Posts Tagged ‘llvm’

Demystifying Unladen Swallow

Tuesday, October 13th, 2009

Unladen Swallow is “an optimization branch of CPython, intended to be fully compatible and significantly faster”. Interesting. In order to understand Unladen Swallow, we first needed to understand the CPython compiler. It’s  written in C and fairly easy to understand, very unlike the self-hosting complex beasts Steel Bank Common Lisp and Glasgow Haskell Compiler. The design of the compiler is explained fully in PEP 339, and I’m just including a small warm-up discussion.

Start off at the top level: the evaluator (Python/cevel.c). It executes Python bytecode. From the Python program you write to the Python bytecode that is produced, there are several stages with optimizations at every stage. It goes like this:

  1. Using the SPARK parser generator, generate the Parse Tree from the Python code  (Parser/pgen.c)
  2. Convert the Parse Tree into an Abstract Syntax Tree (Python/ast.c)
  3. Transform the AST into a Control Flow Graph.
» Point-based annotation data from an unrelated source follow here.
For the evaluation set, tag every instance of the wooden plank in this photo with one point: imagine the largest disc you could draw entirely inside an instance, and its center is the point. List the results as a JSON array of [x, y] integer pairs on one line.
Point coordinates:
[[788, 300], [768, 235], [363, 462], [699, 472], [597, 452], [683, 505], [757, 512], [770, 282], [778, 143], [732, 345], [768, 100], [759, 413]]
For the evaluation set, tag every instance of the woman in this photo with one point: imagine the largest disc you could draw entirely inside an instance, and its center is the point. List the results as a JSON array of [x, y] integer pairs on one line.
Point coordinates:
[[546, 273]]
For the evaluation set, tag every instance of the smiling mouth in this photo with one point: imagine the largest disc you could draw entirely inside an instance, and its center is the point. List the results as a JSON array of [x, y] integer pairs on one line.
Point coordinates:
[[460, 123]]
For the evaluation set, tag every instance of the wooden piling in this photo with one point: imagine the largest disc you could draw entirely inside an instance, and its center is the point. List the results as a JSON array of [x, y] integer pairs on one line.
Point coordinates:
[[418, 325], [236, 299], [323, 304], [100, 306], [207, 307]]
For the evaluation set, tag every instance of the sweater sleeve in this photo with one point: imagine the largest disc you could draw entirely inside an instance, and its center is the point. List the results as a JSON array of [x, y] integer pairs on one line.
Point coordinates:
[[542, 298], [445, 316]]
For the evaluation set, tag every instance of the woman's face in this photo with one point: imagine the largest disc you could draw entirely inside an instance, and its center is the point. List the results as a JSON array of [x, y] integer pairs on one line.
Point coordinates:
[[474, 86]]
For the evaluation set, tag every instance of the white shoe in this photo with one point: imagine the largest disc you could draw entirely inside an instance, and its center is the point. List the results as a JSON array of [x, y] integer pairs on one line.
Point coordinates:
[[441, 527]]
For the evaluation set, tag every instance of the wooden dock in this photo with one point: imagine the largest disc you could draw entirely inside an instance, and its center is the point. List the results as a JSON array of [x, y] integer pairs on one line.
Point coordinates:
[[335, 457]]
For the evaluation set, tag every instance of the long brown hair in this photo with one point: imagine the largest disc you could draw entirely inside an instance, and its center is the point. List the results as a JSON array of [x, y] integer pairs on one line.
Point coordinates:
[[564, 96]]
Several compiler optimizations like removing unreachable code are implemented here (Python/compile.c)
  4. Post-order DFS the CFG and flatten it to emit the final Python bytecode. The bytecode is then subjected to various peephole optimizations (Python/compile.c)
  5. Instead of having to go through this this long procedure everytime we want to run the same program, the Python bytecode produced is stored in a .pyc file.

Enough warming up. The Unladen Swallow developers want to optimize CPython very smoothly, preferably without breaking any existing code. Their Project Plan is laid out on the Wiki page; I’ll mainly discuss 2009Q2.

If they work at any stage higher than the Python bytecode, they’ll have to re-implement the fantastic peephole optimizations written by the community over the years. The plan is simple: instead of executing the high-level bytecode in the eval loop (which can be painfully slow), compile atleast some part of it into a lower representation that can be executed faster. Why not compile all of it to x86 assembly? Firstly, we’d lose the interactive shell, a very major part of Python. Secondly, we’d lose out on Python’s high portability, that arises because it’s not tied down to any single architecture’s assembly language (I even run Python on my phone using the PyS60 package). Thirdly, it’s terribly difficult to do, makes Python uglier and unmaintainable, and it’s utterly pointless- we’re trading off too much for execution speed.

Just-in-time (JIT) compilation is the solution. Compile the code only when needed. Then again, don’t compile everything; compile when the new execution time is less than the old execution time by an extent enough to justify the compile time. Otherwise, the startup delay will become unbearable and the interactive interpreter won’t really be interactive anymore. The perfect low-level platform independent representation to JIT to is LLVM (Low-level virtual machine). So, the Unladen Swallow developers first wrote a compiler from Python bytecode to LLVM IR from scratch (Python/llvm_compile.cc). The LLVM IR (Intermediate Representation) looks a lot like assembly, except that it’s architecture-independent,  and can be subject to a nice set of optimizations. Then they modified the eval loop to execute LLVM IR, while keeping the existing Python bytecode evaluator (file renamed: Python/eval.cc).

Q3 and Q4 aren’t updated on the Wiki page, but it should be easy enough to find out the work in progress from the IRC channel, mailing list, and repository commits.